Today is my turn to do a short demo for our new group; the Surface Design Artists of South Denver. I chose to show techniques for freezer paper stenciling because we have a lot of ladies who primarily use commercial fabrics, and I want them to discover simple ways to make art happen. So I have a couple of my hand dyes (you can see in the first picture) and a piece of fabric I bought from Jo Ann's. I drew the bird onto the non-shiny side of the freezer paper, cut it out, then ironed it (shiny side down) onto the fabric to make it adhere. Since this fabric has some gold circles, I'll use gold Lumiere paint with a sponge through the stencil. This should be a soft effect which can be emphasized and enhanced with stitching later.
I drew a sunflower in my sketchbook using pencil, then a black skinny Sharpie, and colored pencil over lines I liked and wanted to emphasize. After that, I watercolored over it. You can still see the bold, bright lines through the watercolors. Next, I photocopied it onto paper-backed fabric I bought at Jo Ann Fabrics. I'm going to fuse interfacing onto the back of it, then try some thread sketching. This is a new technique for me, so we'll see how it goes . . .

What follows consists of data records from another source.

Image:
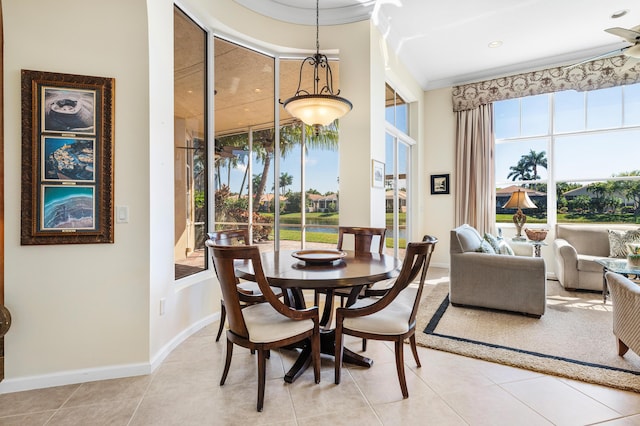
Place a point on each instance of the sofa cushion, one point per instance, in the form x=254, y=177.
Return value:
x=485, y=247
x=618, y=241
x=588, y=263
x=504, y=248
x=493, y=240
x=465, y=238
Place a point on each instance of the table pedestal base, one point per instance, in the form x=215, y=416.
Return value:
x=328, y=347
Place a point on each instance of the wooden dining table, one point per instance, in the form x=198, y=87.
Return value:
x=293, y=275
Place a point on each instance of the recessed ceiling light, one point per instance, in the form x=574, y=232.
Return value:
x=619, y=14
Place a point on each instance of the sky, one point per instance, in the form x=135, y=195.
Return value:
x=322, y=166
x=597, y=135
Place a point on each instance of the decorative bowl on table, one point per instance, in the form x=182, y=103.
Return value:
x=318, y=256
x=536, y=234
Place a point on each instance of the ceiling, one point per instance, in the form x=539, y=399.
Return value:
x=447, y=42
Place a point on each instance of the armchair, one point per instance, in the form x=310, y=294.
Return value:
x=262, y=326
x=494, y=281
x=625, y=298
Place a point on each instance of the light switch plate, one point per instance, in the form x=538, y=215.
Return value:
x=122, y=214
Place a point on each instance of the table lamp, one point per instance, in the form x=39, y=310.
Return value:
x=519, y=200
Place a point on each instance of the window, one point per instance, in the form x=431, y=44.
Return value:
x=575, y=151
x=397, y=171
x=286, y=193
x=190, y=145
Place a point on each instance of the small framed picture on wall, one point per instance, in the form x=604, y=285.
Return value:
x=440, y=184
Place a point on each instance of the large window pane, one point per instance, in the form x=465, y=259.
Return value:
x=631, y=95
x=593, y=153
x=604, y=108
x=244, y=157
x=190, y=142
x=507, y=118
x=569, y=111
x=535, y=115
x=396, y=110
x=596, y=156
x=521, y=160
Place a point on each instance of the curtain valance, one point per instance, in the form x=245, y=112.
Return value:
x=598, y=74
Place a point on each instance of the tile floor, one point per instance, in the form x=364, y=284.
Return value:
x=447, y=390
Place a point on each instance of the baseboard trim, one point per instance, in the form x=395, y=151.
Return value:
x=104, y=373
x=162, y=354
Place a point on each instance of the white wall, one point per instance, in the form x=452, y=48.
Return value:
x=439, y=120
x=79, y=307
x=87, y=312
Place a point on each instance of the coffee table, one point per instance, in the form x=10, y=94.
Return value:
x=619, y=266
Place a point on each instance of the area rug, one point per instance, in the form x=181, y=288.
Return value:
x=572, y=339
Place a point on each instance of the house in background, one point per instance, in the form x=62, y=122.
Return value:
x=97, y=311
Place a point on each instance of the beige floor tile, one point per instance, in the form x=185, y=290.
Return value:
x=234, y=405
x=559, y=402
x=314, y=400
x=380, y=384
x=109, y=390
x=33, y=419
x=624, y=421
x=114, y=413
x=356, y=417
x=625, y=403
x=35, y=400
x=450, y=374
x=418, y=410
x=493, y=406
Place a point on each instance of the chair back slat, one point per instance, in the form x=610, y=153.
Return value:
x=416, y=261
x=363, y=238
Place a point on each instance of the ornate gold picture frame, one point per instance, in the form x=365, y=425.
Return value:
x=67, y=159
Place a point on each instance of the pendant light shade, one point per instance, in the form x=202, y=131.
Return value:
x=317, y=109
x=323, y=106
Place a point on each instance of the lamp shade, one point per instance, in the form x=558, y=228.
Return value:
x=317, y=109
x=519, y=200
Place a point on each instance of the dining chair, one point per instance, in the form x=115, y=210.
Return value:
x=393, y=316
x=248, y=291
x=262, y=326
x=363, y=240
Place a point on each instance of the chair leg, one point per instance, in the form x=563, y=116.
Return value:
x=262, y=366
x=315, y=354
x=414, y=349
x=223, y=317
x=400, y=368
x=622, y=348
x=338, y=354
x=227, y=362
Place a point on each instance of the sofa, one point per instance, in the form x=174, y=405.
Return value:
x=494, y=281
x=576, y=248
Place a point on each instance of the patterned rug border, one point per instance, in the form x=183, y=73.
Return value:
x=543, y=363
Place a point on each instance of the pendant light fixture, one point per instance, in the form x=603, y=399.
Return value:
x=321, y=107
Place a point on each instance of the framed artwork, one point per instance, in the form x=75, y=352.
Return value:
x=67, y=159
x=440, y=184
x=377, y=174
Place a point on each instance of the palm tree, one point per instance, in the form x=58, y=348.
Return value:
x=534, y=159
x=285, y=180
x=527, y=167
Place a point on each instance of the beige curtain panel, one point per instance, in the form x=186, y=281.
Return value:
x=475, y=202
x=598, y=74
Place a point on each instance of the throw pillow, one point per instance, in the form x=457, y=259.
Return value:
x=505, y=249
x=493, y=241
x=618, y=241
x=485, y=247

Here's one element of my "Memories of Santa Fe" quilt - the one I'll enter in the Parker Arts Center show. I cut a resist shape out of freezer paper, then brayered paint on my gelli print plate. To get the coral color, I sprayed with thinned dye, and it stayed put everywhere the resist had been.
Were we there only two days? We covered a lot of ground on this little getaway, and all of it good! If you go to Paonia, do not miss Azura winery. The view is fabulous, and the architecture is a breath of Tuscany. Lovely!!! Other great places are Fresh and Wyld Inn and Farm, Delicious Orchards, and the Wiseheart B&B. What a sweet little mini-vacation.
This is me; happy to have gotten a sideways tour of this gorgeous region.
There are a couple important regional shows coming up, and I'm well underway to create work that's good enough to get juried in - or at least the best work I'm capable of. I'm focusing on very bright colors, lots of texture, and subject matter that's close to my heart. The bird drawing on fabric is outlined with a brush point permanent marker to get the thick and thin lines. I then colored in it with Inktense water soluble colored pencils and heat set the fabric with an iron. The background is pieced with hand dyed and painted fabric from the studio.
Everyone bravely got their hands goopy with acrylic paints to stencil on the details first. When the paint was dry, it was time to spray the loose washes of bold color! I loved my ladies' results - the T-shirts turned out as individual as they are. Peggy's had a dream-like feel of the stars in the Southwest: (it reminded me of what the Native Americans call the "trail of souls"in the night sky). It had some lovely shades of cherry red with gold and teal. Carol's turned into a happy flower garden with soft pastels.Here it is in progress below.